What a powerful evening at the final session of our Innovative School Series with school teams from SD67 and SD53. This year one of our Through a Different Lens inquiry series challenged school teams to engage with their diverse learners as informants, co-learners and ultimately transformation leaders in making school goals and activities meaningful for everyone. At our final evening of the series school teams shared how they used student voice to help them set goals, plan, take action, reflect on, and adapt their school growth plan - at the classroom and at the whole school level.
Throughout the series, schools offered ideas on ways they were listening to students - through interviews, daily work, surveys, forums, etc. We had a number of students come and share in a number of our sessions. But last night it just somehow all came together with both creative ideas and powerful stories.
We heard about 'passion profiles' at secondary where teachers can learn about the interests and passions of their students which allows them to begin conversations. We heard how important it is to listen to students who are in a place in their lives where school is not a priority because shelter, space, food, and love are, and how over time they become more interested in education and their future. We heard about students delving into topics such as cyber bullying and mental health issues, crafting questions for further inquiry, and then going out and interviewing their middle school peers about these issues and trying to understand what others are facing.

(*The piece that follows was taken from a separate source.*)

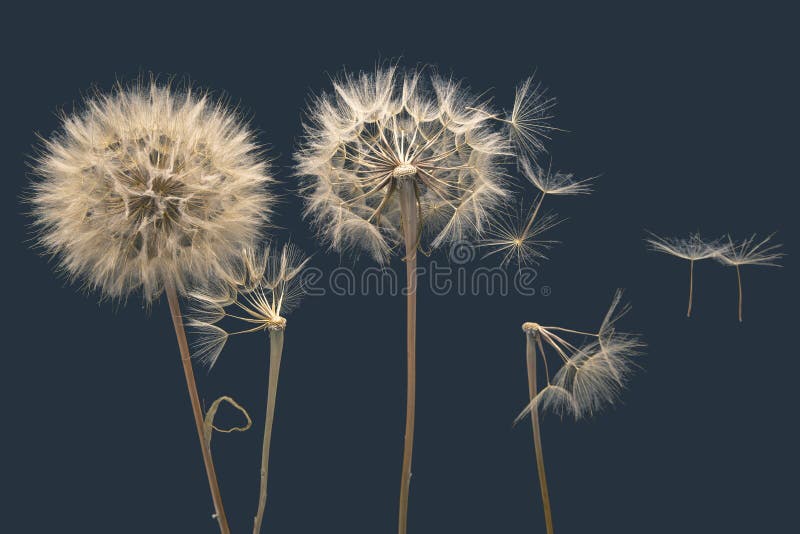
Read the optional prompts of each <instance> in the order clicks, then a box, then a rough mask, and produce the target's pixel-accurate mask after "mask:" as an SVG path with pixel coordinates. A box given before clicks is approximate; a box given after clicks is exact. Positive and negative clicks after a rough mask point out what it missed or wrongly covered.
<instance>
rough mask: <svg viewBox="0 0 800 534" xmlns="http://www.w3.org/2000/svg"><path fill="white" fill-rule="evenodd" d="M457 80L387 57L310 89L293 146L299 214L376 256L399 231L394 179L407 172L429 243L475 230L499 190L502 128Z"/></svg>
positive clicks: (475, 97)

Teams shared how they are conferencing with students to find evidence of the teachings they are exposing them to - risk taking, courage, and love - and how the responses they received helped them see students as knowledge keepers, not just knowledge receivers. We heard about kids not just having student voice but agency - participating in and planning activities and events important for their learning and that honoured and made a difference for others.
Overall the theme was so evident - we learn so much when we stop and listen, when we plan and make space for students' insights, and when we change things once we have listened.
The evening was powerful.
Big thanks to all who participated in SD67 and SD53, and supreme thanks to Dr. Leyton Schnellert who with great enthusiasm and energy asks important questions, prods us on, shows fabulous examples from throughout BC where things are happening, and fills us with the confidence that we too can do great things with our kids! He reminds us that one of the most important things that we can do is nurture every student to speak on their own behalf, become experts in their own learning strengths, and develop the ability to communicate their insights. It is our most diverse students who can help us transform education for all.
Blog by Judith King who is thankful for the planning committee: Todd Manuel, Shona Becker, Marcus Toneatto, and Leyton Schnellert.